Congratulations to Information Science Ph.D. graduate, Schenita Floyd, and doctoral candidates Amanda Hovious and Stacy Milburn who received recognition for their posters in the Jean Tague Sutcliffe Doctoral Student Research Poster Competition at the Association for Library & Information Science Education (ALISE) 2021 Annual Conference.

Schenita Floyda
           Schenita Floyd


Schenita Floyd, a recent graduate of the Information Science doctoral program received first place (tie) for her poster “Artificial Intelligence Teammates in A Collaborative Information Seeking Environment from The Perspective of Women Engineers in the United States." Floyd’s research collected design requirements from women engineers on artificial intelligence teammates in workplace technology tools such as Microsoft Teams and Trello. The study revealed possible solutions to sociotechnical issues that could arise from AI teammates in the workplace. Floyd's research interests are in the areas of Artificial Intelligence, project management, and team collaboration with man and machine. She has been published in the area of artificial intelligence and recently had her article featured in the International Journal of Information, Diversity, & Inclusion.


Amanda Hovious
 Amanda Hovious

Honorable Mentions

Amanda Hovious received an honorable mention for her poster "Using Information Theory to Analyze Multimodal Readability."  Hovious' study explored the viability of transinformation analysis to measure the readability of a multimodal document with 15 middle-grade advanced readers serving as the study population. In addition to theoretical and methodological implications, the findings from the study hold practical implications for the need to create more multimodal reading experiences in today’s classrooms and libraries.


Stacie Milburn
      Stacie Milburn


Stacie Milburn also received an honorable mention for her poster “Collaboration of School Librarians and Teachers of Life Skills Services." Milburn's study aims to use Montiel-Overall’s (2008) Teacher and Librarian Collaboration Model (TLC Model) for teachers and librarians to evaluate the effects of special education teachers’ and school librarians’ perceptions of library services for students who receive Life Skills Services (LSS) on their willingness to collaborate in K-12 public schools across the United States.
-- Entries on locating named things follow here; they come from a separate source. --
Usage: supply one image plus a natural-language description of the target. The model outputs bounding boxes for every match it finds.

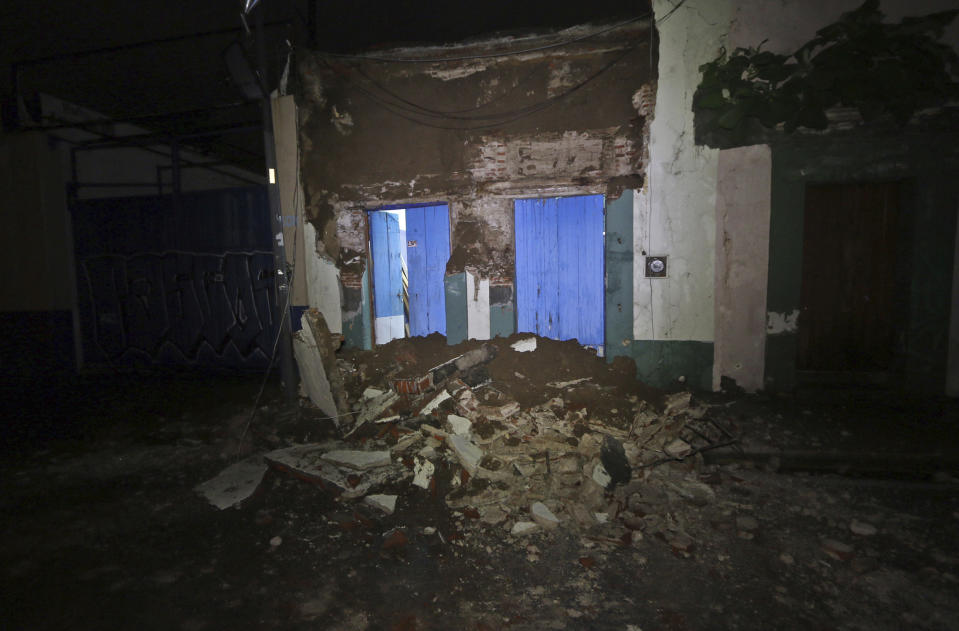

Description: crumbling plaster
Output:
[633,0,730,342]
[300,21,651,279]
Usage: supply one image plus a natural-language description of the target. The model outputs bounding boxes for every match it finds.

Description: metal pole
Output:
[256,6,297,404]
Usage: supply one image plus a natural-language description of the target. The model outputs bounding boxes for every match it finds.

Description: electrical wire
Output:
[236,102,300,456]
[321,14,652,64]
[344,46,638,131]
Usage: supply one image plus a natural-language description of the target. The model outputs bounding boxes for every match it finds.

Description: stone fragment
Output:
[822,539,853,561]
[849,519,879,537]
[599,435,633,488]
[322,449,393,471]
[663,438,693,458]
[509,521,539,537]
[446,414,473,436]
[363,388,386,401]
[263,444,392,499]
[363,494,396,515]
[449,434,483,475]
[293,326,338,421]
[356,392,400,427]
[663,392,693,416]
[413,458,436,489]
[509,337,536,353]
[194,454,267,510]
[420,390,450,416]
[529,502,559,530]
[736,515,759,532]
[479,506,507,526]
[593,462,613,488]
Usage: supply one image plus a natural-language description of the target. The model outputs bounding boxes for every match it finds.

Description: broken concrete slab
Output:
[529,502,559,530]
[293,326,339,425]
[509,337,536,353]
[321,449,393,471]
[663,392,693,416]
[509,521,539,537]
[849,519,879,537]
[449,434,483,475]
[419,390,452,416]
[663,438,693,458]
[363,388,386,401]
[356,392,400,427]
[363,494,397,515]
[263,443,391,499]
[413,458,436,489]
[194,454,268,510]
[446,414,473,436]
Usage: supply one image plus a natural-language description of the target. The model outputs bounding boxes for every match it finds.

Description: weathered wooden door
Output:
[797,182,899,372]
[515,195,605,346]
[370,210,407,344]
[406,204,450,336]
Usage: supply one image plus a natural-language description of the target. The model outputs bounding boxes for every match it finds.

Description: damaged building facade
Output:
[277,0,959,394]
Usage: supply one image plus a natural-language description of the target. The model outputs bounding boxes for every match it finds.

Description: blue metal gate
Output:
[406,204,450,335]
[515,195,604,346]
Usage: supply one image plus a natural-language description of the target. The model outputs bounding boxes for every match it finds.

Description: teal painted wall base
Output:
[343,270,373,351]
[605,189,633,361]
[489,304,516,337]
[443,272,468,346]
[620,340,713,390]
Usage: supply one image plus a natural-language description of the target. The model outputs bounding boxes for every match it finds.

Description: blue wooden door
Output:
[406,204,450,335]
[515,195,604,346]
[370,211,406,344]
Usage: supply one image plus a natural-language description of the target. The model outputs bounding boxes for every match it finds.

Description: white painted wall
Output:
[301,222,343,334]
[466,271,490,340]
[633,0,731,341]
[652,0,959,395]
[713,145,772,392]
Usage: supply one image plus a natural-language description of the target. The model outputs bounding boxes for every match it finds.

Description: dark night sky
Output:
[0,0,650,170]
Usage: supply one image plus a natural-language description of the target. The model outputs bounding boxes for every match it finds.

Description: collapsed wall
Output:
[297,20,656,347]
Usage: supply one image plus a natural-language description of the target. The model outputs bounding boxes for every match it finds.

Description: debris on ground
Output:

The Jean Tague Sutcliffe Doctoral Student Research Poster Competition was established in memory of Jean Tague-Sutcliffe, professor and former dean of the Graduate School of Library and Information Science at the University of Western Ontario whose research made significant contributions to the theoretical, methodological, and practical foundations of library and information science. Posters are judged in the areas of practical, theoretical and statistical significance; design and method; organization, clarity and aesthetics; and oral presentation.